We've reached the tipping point in the week. It's all down hill from here!

-FBC


Tuesday, October 2, 2012

Micro-Goal Tuesday: No Pain, No Gain

Without a doubt, waking up early was difficult today. My mid/lower back was thrashed from the WOD the previous night and running was the last thing that I wanted to do. WOD last night was Every Minute on the Minute (EMOM) for 10 minutes, 5 power cleans and 10 double unders. Double unders are still a work in progress, but for the first couple rounds I was able to string all 10 together. Awesome. But I was exhausted.

Then we had 20 minutes left in class to find our 1 rep max deadlift. Brutal. I'm still trying to breathe from getting the WOD done and now I'm finding my max. Previous PR was 405lbs and I was able to match it! Considering I wasn't close to being fresh, it felt good. I jumped to 415 and missed. Still pretty satisfied.

After that the night before and fighting every demon and naysayer in my head, I got my ass up after hitting snooze a couple times. I'm briskly doing my thing, pretty sure I'm personifying the meme below, when all of a sudden a sniper got me on my third lap. A nice little lip in the uneven sidewalk tripped me up. I come crashing down, scaring the hell out of my dog who in his most mans-best-friend-lassie-style-I'm-here-to-protect-you-no-matter-what way decides to take off sprinting down and across the street, leaving me face planted on the ground, glad it's 6:45am and no one in this little neighborhood happens to be outside at that moment.

I ended up getting up, chased down the dog who actually stopped and waited for me down the street, finished the fourth lap and came in at a time of 10:10. All things considered, I'll take it. When I got home, this is what my knee looked like. Not a fun shower.

Definitely hit home on the fact that this whole process and fitness journey that we're on doesn't come without sacrifice. It's not always physical sacrifices, like pretending to be a runner and having the concrete remind you that you're not, but usually the mental and emotional sacrifices. And the coolest part is these initially seem like they are a sacrifice, missing a TV show or staying in to cook dinner, but really they just make up a different way of life that we get to choose.

No pain, go gain.

-FBC




Monday, October 1, 2012

October Micro-Goals: Getting Back on Track

For those of you that work in higher education, or education in general, you can attest to what the month of September translates to in the amount of time you dedicate to work.

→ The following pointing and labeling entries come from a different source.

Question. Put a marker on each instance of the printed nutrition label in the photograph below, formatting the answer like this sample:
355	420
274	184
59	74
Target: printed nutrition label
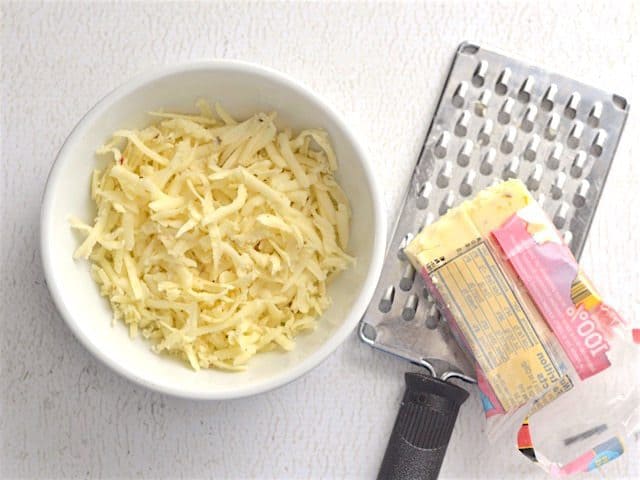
496	327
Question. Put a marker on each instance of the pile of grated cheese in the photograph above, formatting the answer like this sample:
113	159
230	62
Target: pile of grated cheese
215	239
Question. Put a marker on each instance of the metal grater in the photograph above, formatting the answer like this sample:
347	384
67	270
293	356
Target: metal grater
497	118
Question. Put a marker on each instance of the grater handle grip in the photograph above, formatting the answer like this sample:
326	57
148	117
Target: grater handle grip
422	430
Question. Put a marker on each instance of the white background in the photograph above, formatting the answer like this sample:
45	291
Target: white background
62	414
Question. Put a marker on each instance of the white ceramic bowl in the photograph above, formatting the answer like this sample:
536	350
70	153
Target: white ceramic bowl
243	89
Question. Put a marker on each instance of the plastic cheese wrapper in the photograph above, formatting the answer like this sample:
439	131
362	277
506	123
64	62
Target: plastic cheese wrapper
548	351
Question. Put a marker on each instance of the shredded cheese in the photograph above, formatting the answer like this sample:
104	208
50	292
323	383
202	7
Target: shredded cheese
215	238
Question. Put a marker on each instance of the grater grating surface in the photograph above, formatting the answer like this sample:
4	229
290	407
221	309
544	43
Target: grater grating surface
497	118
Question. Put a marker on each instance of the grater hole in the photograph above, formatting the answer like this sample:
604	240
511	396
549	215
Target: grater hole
423	196
620	102
469	49
386	302
477	81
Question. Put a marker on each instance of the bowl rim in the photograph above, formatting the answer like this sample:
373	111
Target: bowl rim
330	344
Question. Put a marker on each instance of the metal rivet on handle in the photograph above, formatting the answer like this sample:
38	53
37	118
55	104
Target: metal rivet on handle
440	149
580	197
524	94
444	176
557	186
554	157
598	143
464	155
571	109
403	244
509	139
482	103
459	94
560	218
529	118
408	275
387	299
549	98
484	135
531	150
423	195
511	170
447	202
433	317
577	167
410	307
480	73
502	84
551	130
466	187
573	140
594	115
462	125
488	160
533	182
504	115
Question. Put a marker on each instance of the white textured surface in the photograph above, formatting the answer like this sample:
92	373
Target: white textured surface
62	414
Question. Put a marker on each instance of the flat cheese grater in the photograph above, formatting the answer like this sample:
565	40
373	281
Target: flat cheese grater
497	118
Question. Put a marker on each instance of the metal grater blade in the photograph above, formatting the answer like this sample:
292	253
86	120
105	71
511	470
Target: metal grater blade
497	118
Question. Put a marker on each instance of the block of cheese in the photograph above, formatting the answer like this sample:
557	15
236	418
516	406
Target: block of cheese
481	297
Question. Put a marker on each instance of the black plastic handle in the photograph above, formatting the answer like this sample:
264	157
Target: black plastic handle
422	430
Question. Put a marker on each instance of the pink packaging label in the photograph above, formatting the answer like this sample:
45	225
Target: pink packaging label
547	271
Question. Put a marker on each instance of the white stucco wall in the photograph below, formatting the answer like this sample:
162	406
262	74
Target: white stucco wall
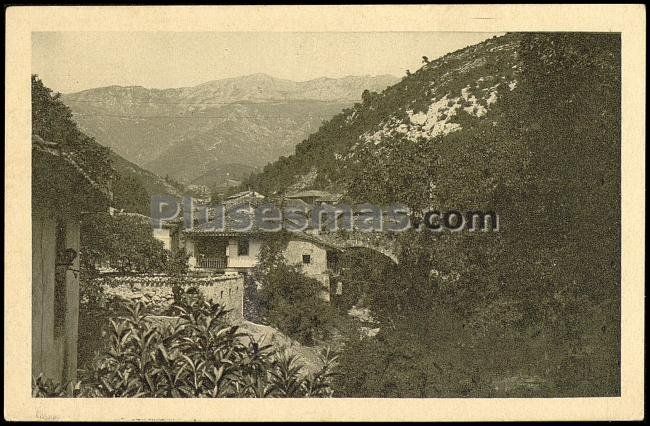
249	261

After facilitating a three week training for student leaders and preparing for 350 college students to arrive on campus, it's finally time to get back on track.

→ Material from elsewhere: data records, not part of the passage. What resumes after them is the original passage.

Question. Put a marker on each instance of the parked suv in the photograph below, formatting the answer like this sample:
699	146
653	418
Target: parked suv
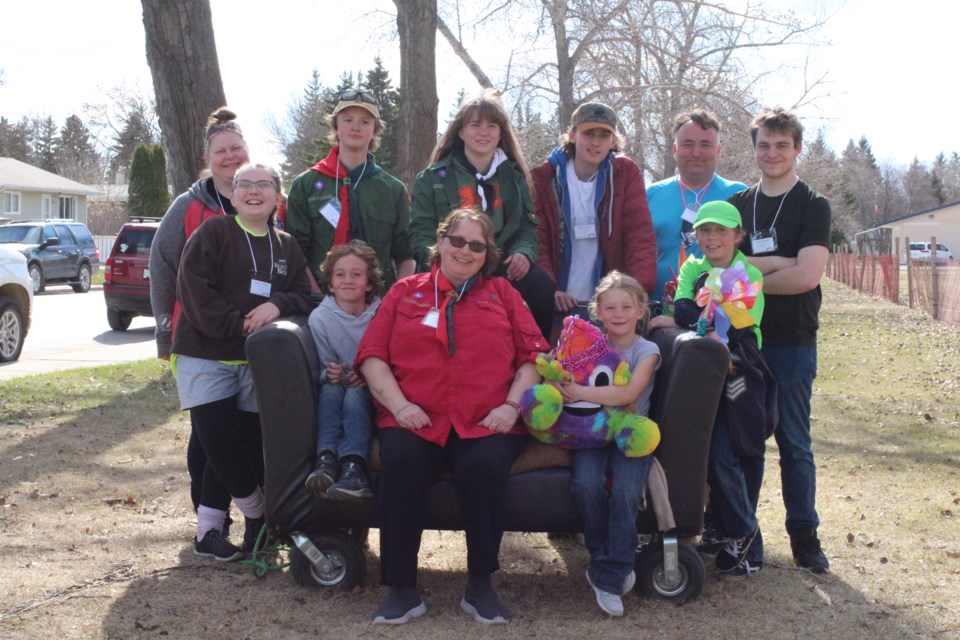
16	300
922	251
57	252
126	275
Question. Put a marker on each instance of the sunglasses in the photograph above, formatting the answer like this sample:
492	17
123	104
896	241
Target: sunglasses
355	94
459	242
261	185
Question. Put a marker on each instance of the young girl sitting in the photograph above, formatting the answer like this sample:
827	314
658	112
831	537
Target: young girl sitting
351	275
734	471
610	515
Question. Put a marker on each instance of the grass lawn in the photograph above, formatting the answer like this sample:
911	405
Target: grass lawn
97	523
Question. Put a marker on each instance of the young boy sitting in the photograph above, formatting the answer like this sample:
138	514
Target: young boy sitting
735	466
351	277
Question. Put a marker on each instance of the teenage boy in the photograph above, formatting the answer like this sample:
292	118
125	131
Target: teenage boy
674	202
787	227
592	207
347	196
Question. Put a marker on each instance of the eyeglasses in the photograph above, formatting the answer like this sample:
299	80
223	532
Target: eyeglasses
355	94
459	242
261	185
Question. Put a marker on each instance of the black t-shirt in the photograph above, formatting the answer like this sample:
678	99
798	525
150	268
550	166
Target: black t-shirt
803	221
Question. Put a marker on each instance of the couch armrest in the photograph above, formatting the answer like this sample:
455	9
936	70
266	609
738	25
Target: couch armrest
686	395
284	365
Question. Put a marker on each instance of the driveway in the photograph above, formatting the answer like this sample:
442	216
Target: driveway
69	331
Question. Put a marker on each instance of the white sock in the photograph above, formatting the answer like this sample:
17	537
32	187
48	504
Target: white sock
209	518
252	506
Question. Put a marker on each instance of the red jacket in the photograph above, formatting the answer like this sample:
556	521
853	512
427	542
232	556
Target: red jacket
493	332
627	245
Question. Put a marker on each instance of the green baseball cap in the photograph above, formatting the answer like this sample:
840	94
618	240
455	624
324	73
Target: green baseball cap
718	212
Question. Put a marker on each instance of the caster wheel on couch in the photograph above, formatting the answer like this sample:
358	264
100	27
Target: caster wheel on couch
344	569
653	583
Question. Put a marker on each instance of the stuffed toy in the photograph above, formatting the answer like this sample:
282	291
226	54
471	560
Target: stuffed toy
582	355
726	297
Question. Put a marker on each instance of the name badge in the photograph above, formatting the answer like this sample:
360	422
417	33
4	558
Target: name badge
584	231
763	241
432	319
331	212
260	288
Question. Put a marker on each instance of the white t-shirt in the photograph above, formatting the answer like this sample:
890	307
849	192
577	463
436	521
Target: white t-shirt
583	235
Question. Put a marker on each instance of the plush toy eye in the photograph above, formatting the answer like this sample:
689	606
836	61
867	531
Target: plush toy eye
602	376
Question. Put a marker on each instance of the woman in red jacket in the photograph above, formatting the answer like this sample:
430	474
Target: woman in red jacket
447	358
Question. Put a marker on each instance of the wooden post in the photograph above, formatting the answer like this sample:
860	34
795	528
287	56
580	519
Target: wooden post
896	270
934	280
906	250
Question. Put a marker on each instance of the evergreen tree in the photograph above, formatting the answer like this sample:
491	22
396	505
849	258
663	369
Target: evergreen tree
139	183
148	192
917	187
75	156
136	130
45	141
161	189
379	84
15	140
537	138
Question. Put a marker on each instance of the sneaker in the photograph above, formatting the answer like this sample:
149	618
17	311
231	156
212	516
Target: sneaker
400	607
734	553
251	531
323	474
745	569
215	546
352	483
807	552
609	602
711	538
630	581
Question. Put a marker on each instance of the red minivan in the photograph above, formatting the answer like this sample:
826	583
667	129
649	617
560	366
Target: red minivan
126	277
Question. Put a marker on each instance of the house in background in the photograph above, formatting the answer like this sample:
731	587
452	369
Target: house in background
943	222
30	193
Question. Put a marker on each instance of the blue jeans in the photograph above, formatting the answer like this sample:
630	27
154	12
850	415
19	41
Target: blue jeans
345	420
794	369
734	488
609	517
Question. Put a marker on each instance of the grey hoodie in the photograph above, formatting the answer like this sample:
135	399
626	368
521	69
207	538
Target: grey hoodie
166	251
337	334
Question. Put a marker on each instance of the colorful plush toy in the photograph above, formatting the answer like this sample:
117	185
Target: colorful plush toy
726	296
582	355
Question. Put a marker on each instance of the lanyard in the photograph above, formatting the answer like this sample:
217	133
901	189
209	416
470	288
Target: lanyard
436	291
246	234
699	195
776	215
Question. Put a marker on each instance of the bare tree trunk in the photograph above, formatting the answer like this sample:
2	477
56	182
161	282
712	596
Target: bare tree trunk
417	26
182	55
464	56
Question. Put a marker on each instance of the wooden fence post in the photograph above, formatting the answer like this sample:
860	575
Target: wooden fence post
934	280
906	250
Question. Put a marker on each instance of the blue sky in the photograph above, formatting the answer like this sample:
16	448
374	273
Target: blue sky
889	65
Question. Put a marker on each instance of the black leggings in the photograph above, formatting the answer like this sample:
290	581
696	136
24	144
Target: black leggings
409	465
537	289
231	440
217	496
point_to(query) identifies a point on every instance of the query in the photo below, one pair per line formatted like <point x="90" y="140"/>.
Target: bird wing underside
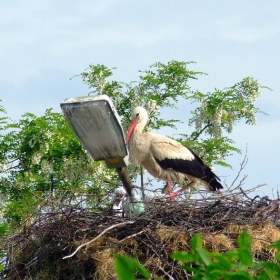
<point x="193" y="167"/>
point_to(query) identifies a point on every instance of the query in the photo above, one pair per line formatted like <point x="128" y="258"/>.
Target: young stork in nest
<point x="165" y="158"/>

Finding balance during these busy times has still eluded me. But that's not the point here, the point is that every one is going to stray away from their routine at some point and time for whatever reason. The difference is in the past you slipped and didn't get back on track. That's not what is going to happen here. I think back to the Sickness, Wellness and Fitness continuum. Every decision we make either moves us closer to Fitness or moves us to Sickness. The goal is to create the biggest buffer possible between the two. This buffer allows us to have a cheat meal...or day, or take a week off or become consumed with work and fail to stick to your normal regime. The buffer means that we aren't going to get sick after the holidays because the buffer is the hard work and blood and sweat and tears that moved you towards Fitness. But the buffer only lasts for so long before we are back to square one.



 


I decided I was going to start setting small "micro-goals" to help get me back on track towards my fitness goals. These goals are only for a week and will be small victories that are so powerfully motivating when facing adversity. It coincidentally worked out that Monday in October 1st. A new month, a new week, a fresh start. I love it. 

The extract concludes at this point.